At Greystone, I worked with a professional team of dedicated doctors, nurses, counselors, and the best trainer anyone could ask for. I underwent hundreds of hours of intensive therapy.  I now know that the staff at Greystone saved my life. They forced me to confront my personal demons. I learned bout things like triggers and what happens when you have uncontrollable cravings

I learned that my addiction is really a disease, a chronic medical condition that will require treatment for the rest of my life. I also learned that I am not alone fighting this chronic medical condition.

I personally saw that this disease touches many lives.  It affects people from all walks of life and we all know someone who has suffered from this terrible disease.

At Greystone I met others, I met others who like me have struggled with the impacts of their substance abuse for years. Listening to their stories gave me the strength to deal with my own mistakes.

Thanks to my treatment, I can proudly say today that I have begun the process of taking control of my life.  But folks, this is a long, long road to recovery.  No mater what I do, I will never be able to change the mistakes that I have made in the past.

When I look back at some of the things, I have said and some of the things that I did when I was using I am ashamed, embarrassed and humiliated. I was wrong, and I have no one to blame but myself.

I want to sincerely apologize not just to the people of Toronto, but every single person that was hurt by my words and by my actions. It was never my intention to embarrass the city or offend my fellow members of council.  I deeply regret some of the personal choices I have made in the past

I know realize I was blind to the dangers of some of the company I kept and those associations have ended.

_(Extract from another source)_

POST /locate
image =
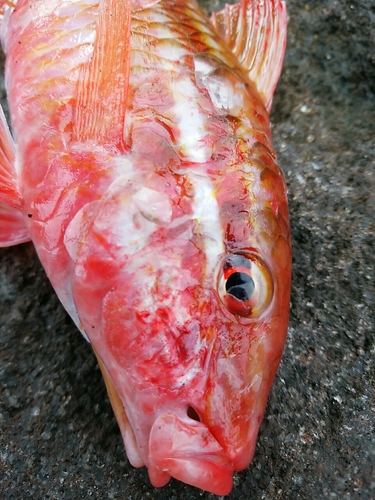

My commitment to living clean is now unwavering.  To the people of this great city, I used poor judgment and take full responsibility for my actions

At Greystone I accepted that because of my position I am held to a higher position.

To my family and those that stood by me during these difficult times, I want to thank you for giving me another chance

To my fellow counselors, particularly Karen Stintz, I offer a deep felt apology for my behavior

To the media, I want to thank you for giving me and the residents of Greystone the privacy we needed. But I am not asking you for forgiveness.

I accept full responsibility for what I have done.  Thankfully we live in a civilized society that realizes the people do make mistakes and that some people need help. And those that seek that help can be given another chance.

Substance abuse is a very, very difficult thing to overcome, but I will keep battling this disease for the rest of my life.

I will continue to receive ongoing professional treatment for my substance abuse problem.  I am determined to make myself the best person I can be. For my family, for the people of Toronto, with your support I am also resolved to continue to work harder than ever for the taxpayers of this great city.  While I know this is just the beginning of my personal journey, and friends it is a along journey, my resolve as your mayor has not changed.

We have accomplished a lot together.”